Regional variations in the incidence of peripheral nerve injuries were evident, with certain regions consistently exhibiting higher rates compared to others. Some regions in particular exhibited larger proportion of upper limb injuries compared to others. This is important as wrist and upper limb peripheral nerve injuries are associated with significantly reduced limb function and pain, placing an uneven healthcare burden on some regions [29,30]. This is a previously unreported finding and warrant further investigation. Geographical differences on a national level could be explained by environmental conditions, access to healthcare services, and cultural practices in healthcare delivery [3133]. In Sweden, specialized hand surgical units, which are crucial for managing injuries to large nerve trunks in the upper extremity, are not uniformly distributed across all regions. Regions without such specialized facilities often refer patients to other regions where these services are available. This referral pattern could lead to an apparent increase in the incidence of reported peripheral nerve injuries in regions with specialized clinics, as they not only manage local cases but also receive cases from neighboring regions lacking such facilities. Moreover, plexus injuries are nationally centralized to Umeå(Region Västerbotten), which could explain the higher incidence of these specific injuries in that region. The centralization of plexus injury treatment means that patients from across the country are referred to Umeå for specialized care, potentially inflating the incidence rates for this region compared to other. The identification of region specific challenges and etiology of peripheral nerve injuries could prove valuable in guiding public health interventions, and regional policy initiatives. Upper limb nerve injuries in particular are associated with significant healthcare costs [34].

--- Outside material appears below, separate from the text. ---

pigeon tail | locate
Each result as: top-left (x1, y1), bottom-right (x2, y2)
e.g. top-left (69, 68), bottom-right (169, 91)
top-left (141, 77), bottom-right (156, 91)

The strengths of our study include its nationwide scope, long-term analysis, and utilization of high-quality register-based data from the NPR. By leveraging population-level data, we provide robust epidemiological insights into peripheral nerve injuries. However, certain limitations should be acknowledged. There is a potential for underreporting and misclassification in the data, which could impact the accuracy of the findings. Underreporting might lead to an underestimation of the true incidence, while misclassification could skew the results regarding the most affected demographics and injury sites. Due to the nature of our data, underreporting is likely to be low while misclassification could be a larger issue. To address these issues in future research, enhancing data validation through cross-referencing with other health records, such as regional internal quality registers, and improving the accuracy of ICD-10 coding are essential steps. Incorporating patient-level data could also provide deeper insights into the causes and outcomes of these injuries, identifying comorbidities and lead to more effective interventions. Within this study, we were unable to analyze individual patient-level data. However, such an analysis would facilitate more extensive comparisons between epidemiological subgroups.

Conclusion

In conclusion, our study highlights the epidemiology of traumatic peripheral nerve injuries in Sweden over a time period of 15 years. We found a significant decrease in injuries, particularly in the hand and wrist, with disparities in rates by sex and age. Regional variations suggest the need for targeted interventions. While our study provides valuable insights, limitations such as underreporting should be considered. Further research incorporating individual patient-level data could enhance our understanding and inform preventive strategies.